Why Clinton's pitch on the economy is so weak
If you’ve been half-following the presidential campaign, you know Donald Trump wants to get tough on China, stop US companies from moving overseas, round up illegal aliens, slash taxes and, of course, “make America great again.”
Trump’s plan doesn’t entirely add up, and even economists in his own Republican Party complain that debt would soar and he could cause a recession. But Trump’s plan is tangible, almost like something you can hold. Voters know what he stands for, what he plans to do and what his vision is (something about making America great again).
What is Hillary Clinton’s economic plan? I conducted an informal poll in the Yahoo Finance newsroom, staffed by people who read news stories all day long and know a lot about what’s going on. A sampling of answers:
“Aw, geez.”
“I shouldn’t talk with my mouth full.”
“Whatever Obama’s plan is.”
“Help us with student debt?”
“She hasn’t come out with one yet, has she?”
“Infrastructure. More infrastructure.”
“Cut taxes?”
“Make sure unions get a fair shake. Is that right?”
“I have no idea.”
Clinton actually has a far more detailed economic plan than Trump does, with plenty of good ideas. Her website features 18 specific policy proposals on the economy, including more infrastructure spending, debt-free college for underprivileged kids, higher taxes on the wealthy, new fees on banks and fresh ways to boost small businesses.
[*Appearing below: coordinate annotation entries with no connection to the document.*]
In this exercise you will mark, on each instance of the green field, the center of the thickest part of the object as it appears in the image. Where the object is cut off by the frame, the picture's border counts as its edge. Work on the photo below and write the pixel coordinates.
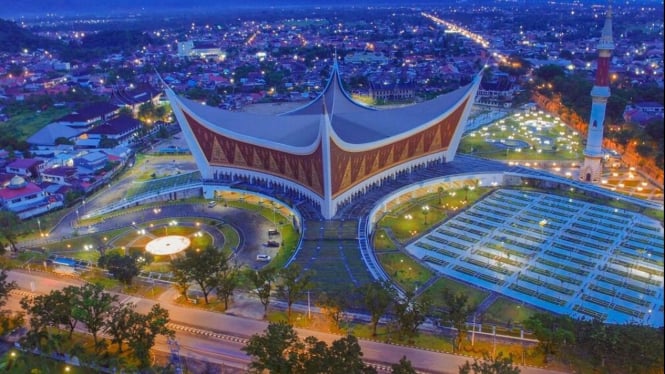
(408, 273)
(27, 122)
(556, 142)
(435, 292)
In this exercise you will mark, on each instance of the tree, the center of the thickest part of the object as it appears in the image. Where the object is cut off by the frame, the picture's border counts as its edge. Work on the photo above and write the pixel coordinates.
(377, 298)
(600, 340)
(346, 357)
(122, 267)
(552, 331)
(490, 365)
(279, 350)
(119, 326)
(314, 357)
(333, 306)
(293, 284)
(9, 222)
(5, 287)
(410, 314)
(144, 332)
(262, 281)
(93, 307)
(276, 350)
(227, 280)
(458, 312)
(403, 367)
(181, 275)
(52, 309)
(200, 267)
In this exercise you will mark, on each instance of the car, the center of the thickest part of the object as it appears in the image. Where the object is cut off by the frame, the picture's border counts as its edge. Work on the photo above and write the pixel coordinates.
(262, 257)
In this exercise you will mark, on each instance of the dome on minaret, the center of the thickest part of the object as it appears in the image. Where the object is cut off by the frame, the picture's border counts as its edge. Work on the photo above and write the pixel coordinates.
(17, 182)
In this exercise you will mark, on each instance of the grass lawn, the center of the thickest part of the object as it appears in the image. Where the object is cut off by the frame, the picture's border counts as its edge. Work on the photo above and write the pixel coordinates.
(25, 123)
(404, 270)
(562, 143)
(96, 276)
(436, 290)
(231, 237)
(30, 227)
(382, 241)
(15, 361)
(77, 243)
(505, 311)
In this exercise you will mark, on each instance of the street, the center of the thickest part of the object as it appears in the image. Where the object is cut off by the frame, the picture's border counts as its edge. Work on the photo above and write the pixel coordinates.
(228, 352)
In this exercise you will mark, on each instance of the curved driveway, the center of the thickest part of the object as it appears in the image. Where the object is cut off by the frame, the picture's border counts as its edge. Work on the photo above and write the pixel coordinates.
(251, 227)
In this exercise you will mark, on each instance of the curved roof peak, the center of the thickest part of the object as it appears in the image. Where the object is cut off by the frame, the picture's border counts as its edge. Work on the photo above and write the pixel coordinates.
(334, 97)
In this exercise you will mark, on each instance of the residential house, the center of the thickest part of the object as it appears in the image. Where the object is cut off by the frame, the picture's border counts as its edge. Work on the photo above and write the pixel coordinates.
(25, 167)
(27, 199)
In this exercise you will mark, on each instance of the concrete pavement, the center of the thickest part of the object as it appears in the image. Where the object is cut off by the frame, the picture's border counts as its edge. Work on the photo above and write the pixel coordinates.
(426, 361)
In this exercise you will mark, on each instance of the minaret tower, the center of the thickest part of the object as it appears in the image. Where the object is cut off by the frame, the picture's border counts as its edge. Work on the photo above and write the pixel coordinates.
(592, 168)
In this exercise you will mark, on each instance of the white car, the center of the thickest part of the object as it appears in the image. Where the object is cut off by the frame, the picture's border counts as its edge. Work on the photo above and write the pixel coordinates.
(264, 258)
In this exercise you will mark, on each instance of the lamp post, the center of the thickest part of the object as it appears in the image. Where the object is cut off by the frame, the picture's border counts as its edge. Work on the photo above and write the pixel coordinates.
(425, 212)
(542, 224)
(172, 223)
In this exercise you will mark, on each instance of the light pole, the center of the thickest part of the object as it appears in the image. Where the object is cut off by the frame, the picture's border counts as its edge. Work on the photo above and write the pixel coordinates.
(172, 223)
(425, 212)
(542, 224)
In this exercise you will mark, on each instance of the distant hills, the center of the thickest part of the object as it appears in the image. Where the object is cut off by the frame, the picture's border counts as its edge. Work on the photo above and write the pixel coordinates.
(14, 38)
(123, 7)
(114, 7)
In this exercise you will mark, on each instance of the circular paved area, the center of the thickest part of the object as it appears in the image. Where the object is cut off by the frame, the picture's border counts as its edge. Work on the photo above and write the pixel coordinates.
(167, 245)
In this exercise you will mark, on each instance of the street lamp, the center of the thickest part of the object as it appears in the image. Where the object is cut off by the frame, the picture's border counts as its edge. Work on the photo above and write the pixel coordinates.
(172, 223)
(542, 224)
(425, 212)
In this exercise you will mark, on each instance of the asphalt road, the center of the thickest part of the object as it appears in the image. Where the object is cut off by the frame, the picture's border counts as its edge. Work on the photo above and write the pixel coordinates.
(199, 346)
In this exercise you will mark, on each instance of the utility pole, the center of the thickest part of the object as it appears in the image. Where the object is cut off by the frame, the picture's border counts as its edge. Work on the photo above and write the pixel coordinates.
(473, 330)
(494, 341)
(309, 308)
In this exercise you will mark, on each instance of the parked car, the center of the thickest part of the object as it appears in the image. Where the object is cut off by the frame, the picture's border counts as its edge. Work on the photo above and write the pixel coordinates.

But her economic agenda is about as exciting as a binder filled with think-tank papers, and if she has an overarching economic vision, she hasn’t communicated it with any zeal whatsoever. Clinton considers herself a champion of the underdog, as she tried to convey during her nominating speech at the Democratic National Convention this summer. But she’s also an elitist who gets paid millions in speaking fees and spends more time hobnobbing with millionaire donors than with ordinary people. If Clinton has a populist bent, it is largely lost in her small-ball economic agenda and her unwillingness to muster conviction.
It’s a huge missed opportunity for Clinton, because Trump has essentially ceded the ground of serious economic policy to her. His sound-bite economic plan has been shredded by mainstream economists. Planks such as slashing taxes on the wealthy and squandering billions trying to build a wall against Mexico or round up illegal immigrants are political nonstarters. Yet Americans still say a stagnant economy is their top concern, and one reason Trump remains competitive in the presidential race is because he seems to be the candidate most impassioned about those falling behind. His remedies could do those same people more harm than good, but he sure knows how to brand a plan.
What could Clinton do differently? Plenty. She could join a majority of economists in defending free trade, as she did not so long ago. Instead of flip-flopping on deals such as the Trans Pacific Partnership, which she used to support but no longer does, she could explain with authority why such deals are in our interest and back it up with new ways to help those disenfranchised by trade and present a small number of big ideas for making America the world’s most desirable economy (again). She could steal Trump’s good idea about growth: Set a target of 4% annually and declare it a national priority akin to winning a war. And then demand that we change the rules so every talented émigré in the world wants to come to America, and can.
Given Washington’s inability to accomplish anything, it might not matter that much who gets elected in November. But many of Clinton’s economic ideas are generally accepted concepts that have been banging around inside the Beltway for years. If she wants a chance to put them into action, she first needs to brand her economic plan and sell it like, well, a Trumpian pitchman. Before anybody votes for her plan, they have to know she has one.